CorpusPipeline#

class scikitplot.corpus.CorpusPipeline(chunker=None, filter_=None, embedding_engine=None, output_dir=None, export_format=ExportFormat.CSV, normalizer=None, enricher=None, default_language=None, progress_callback=None, reader_kwargs=None)[source]#

Orchestrates the full corpus ingestion pipeline.

Instantiate once, then call run (single file), run_batch (multiple files), or run_url (URL source) any number of times. The pipeline is stateless between calls; all configuration is set at construction time.

Parameters:

chunkerChunkerBase or None, optional

Chunker to inject into every reader. None yields one CorpusDocument per raw chunk. Default: None.
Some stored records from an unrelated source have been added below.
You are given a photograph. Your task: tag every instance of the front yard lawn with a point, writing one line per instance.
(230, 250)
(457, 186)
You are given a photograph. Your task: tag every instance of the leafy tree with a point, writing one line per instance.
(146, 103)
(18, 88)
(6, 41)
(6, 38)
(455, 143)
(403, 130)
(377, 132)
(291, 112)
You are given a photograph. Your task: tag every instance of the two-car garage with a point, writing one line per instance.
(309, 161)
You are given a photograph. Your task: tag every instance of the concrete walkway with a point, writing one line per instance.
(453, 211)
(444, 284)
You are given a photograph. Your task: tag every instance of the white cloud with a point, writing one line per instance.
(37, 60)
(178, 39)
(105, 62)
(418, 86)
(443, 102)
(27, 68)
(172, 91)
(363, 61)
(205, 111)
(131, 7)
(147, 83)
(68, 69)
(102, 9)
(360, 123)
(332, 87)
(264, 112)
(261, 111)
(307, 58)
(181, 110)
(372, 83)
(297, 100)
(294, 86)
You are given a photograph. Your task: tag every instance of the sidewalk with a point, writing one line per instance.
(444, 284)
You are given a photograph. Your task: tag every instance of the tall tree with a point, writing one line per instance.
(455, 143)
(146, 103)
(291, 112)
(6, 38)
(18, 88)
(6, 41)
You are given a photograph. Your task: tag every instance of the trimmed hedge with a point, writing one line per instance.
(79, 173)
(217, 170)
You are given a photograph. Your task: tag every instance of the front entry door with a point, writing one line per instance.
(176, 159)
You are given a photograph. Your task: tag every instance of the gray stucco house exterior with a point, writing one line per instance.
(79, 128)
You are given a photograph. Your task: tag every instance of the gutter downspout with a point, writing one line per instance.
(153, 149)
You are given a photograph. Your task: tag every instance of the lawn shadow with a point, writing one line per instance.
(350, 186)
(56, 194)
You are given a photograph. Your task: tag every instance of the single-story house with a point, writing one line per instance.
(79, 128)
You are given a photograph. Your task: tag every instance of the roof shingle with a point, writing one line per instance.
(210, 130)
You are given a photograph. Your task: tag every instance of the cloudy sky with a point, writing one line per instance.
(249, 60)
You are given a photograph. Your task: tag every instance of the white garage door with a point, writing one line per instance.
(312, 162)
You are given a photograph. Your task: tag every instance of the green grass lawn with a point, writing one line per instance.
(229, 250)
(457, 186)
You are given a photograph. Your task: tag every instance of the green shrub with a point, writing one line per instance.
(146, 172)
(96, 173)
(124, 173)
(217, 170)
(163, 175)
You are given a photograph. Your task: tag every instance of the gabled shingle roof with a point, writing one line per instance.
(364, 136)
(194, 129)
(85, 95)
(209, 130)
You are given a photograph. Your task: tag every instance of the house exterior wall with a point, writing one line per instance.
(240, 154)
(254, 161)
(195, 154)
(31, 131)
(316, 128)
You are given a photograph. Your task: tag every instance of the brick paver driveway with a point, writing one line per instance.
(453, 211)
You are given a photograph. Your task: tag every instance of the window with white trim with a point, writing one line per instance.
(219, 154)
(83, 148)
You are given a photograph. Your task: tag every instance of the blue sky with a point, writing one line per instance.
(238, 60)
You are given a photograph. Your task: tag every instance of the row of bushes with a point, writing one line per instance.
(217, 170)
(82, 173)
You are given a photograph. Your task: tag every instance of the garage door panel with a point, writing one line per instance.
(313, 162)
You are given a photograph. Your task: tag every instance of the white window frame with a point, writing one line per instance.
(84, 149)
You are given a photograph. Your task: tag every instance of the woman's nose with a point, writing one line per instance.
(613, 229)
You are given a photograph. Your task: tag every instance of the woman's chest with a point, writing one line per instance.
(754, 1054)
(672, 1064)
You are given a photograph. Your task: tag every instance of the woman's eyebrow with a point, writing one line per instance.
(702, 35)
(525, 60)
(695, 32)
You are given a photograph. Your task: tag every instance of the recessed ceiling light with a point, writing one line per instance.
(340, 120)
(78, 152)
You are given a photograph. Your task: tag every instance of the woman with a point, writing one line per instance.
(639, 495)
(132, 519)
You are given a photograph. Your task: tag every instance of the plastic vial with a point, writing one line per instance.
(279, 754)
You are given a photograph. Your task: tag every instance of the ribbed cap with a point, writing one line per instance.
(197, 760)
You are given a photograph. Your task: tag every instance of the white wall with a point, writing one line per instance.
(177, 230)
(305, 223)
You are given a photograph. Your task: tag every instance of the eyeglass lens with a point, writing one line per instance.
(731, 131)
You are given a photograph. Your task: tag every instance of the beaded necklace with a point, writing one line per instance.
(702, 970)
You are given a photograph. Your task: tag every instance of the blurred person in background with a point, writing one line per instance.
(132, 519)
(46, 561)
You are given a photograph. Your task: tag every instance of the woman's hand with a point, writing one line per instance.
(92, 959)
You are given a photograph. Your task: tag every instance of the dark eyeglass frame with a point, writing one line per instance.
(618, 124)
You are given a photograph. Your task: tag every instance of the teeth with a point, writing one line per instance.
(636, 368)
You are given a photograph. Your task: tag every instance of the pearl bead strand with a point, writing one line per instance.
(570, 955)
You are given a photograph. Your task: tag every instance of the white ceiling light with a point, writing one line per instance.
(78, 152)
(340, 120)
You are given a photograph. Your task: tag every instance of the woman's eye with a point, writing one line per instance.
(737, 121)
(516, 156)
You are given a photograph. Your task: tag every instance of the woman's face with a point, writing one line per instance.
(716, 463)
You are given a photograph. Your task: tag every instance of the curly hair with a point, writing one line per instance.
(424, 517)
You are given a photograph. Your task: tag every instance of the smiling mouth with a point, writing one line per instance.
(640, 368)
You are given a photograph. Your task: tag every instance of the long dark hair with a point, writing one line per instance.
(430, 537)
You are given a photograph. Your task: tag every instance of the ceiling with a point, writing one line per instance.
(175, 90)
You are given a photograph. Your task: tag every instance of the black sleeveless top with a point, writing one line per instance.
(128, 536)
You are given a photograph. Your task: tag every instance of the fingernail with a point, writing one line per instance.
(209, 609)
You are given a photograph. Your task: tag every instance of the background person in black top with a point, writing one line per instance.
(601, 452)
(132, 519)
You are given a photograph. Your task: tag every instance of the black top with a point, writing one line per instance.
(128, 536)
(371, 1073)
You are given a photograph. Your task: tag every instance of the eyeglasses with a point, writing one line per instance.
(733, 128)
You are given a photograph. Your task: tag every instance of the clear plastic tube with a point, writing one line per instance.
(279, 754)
filter_FilterBase or None, optional

Filter applied after chunking. None uses DefaultFilter. Default: None.

embedding_engineEmbeddingEngine or None, optional

When provided, documents are embedded in batches after chunking/filtering. Embeddings are stored in embedding. Default: None (no embedding).

output_dirpathlib.Path or None, optional

Directory where exported files are written. When None, export is skipped unless output_path is supplied explicitly in a run call. Default: None.

export_formatExportFormat or None, optional

Default export format. Individual run calls can override. Default: CSV.

default_languagestr or None, optional

ISO 639-1 language code applied to all documents when the reader cannot detect language. Default: None.

progress_callbackcallable or None, optional

Called after each batch of documents is processed. Signature: (source: str, n_done: int, n_total_estimate: int) → None. n_total_estimate is -1 when the total is unknown. Default: None.

normalizerTextNormalizer or None, optional

When provided, normalized_text is populated on every document after chunking/filtering and before embedding. Insert between the filter and embedding stages to clean OCR noise, collapsed whitespace, ligatures, and other artefacts. Default: None (skip).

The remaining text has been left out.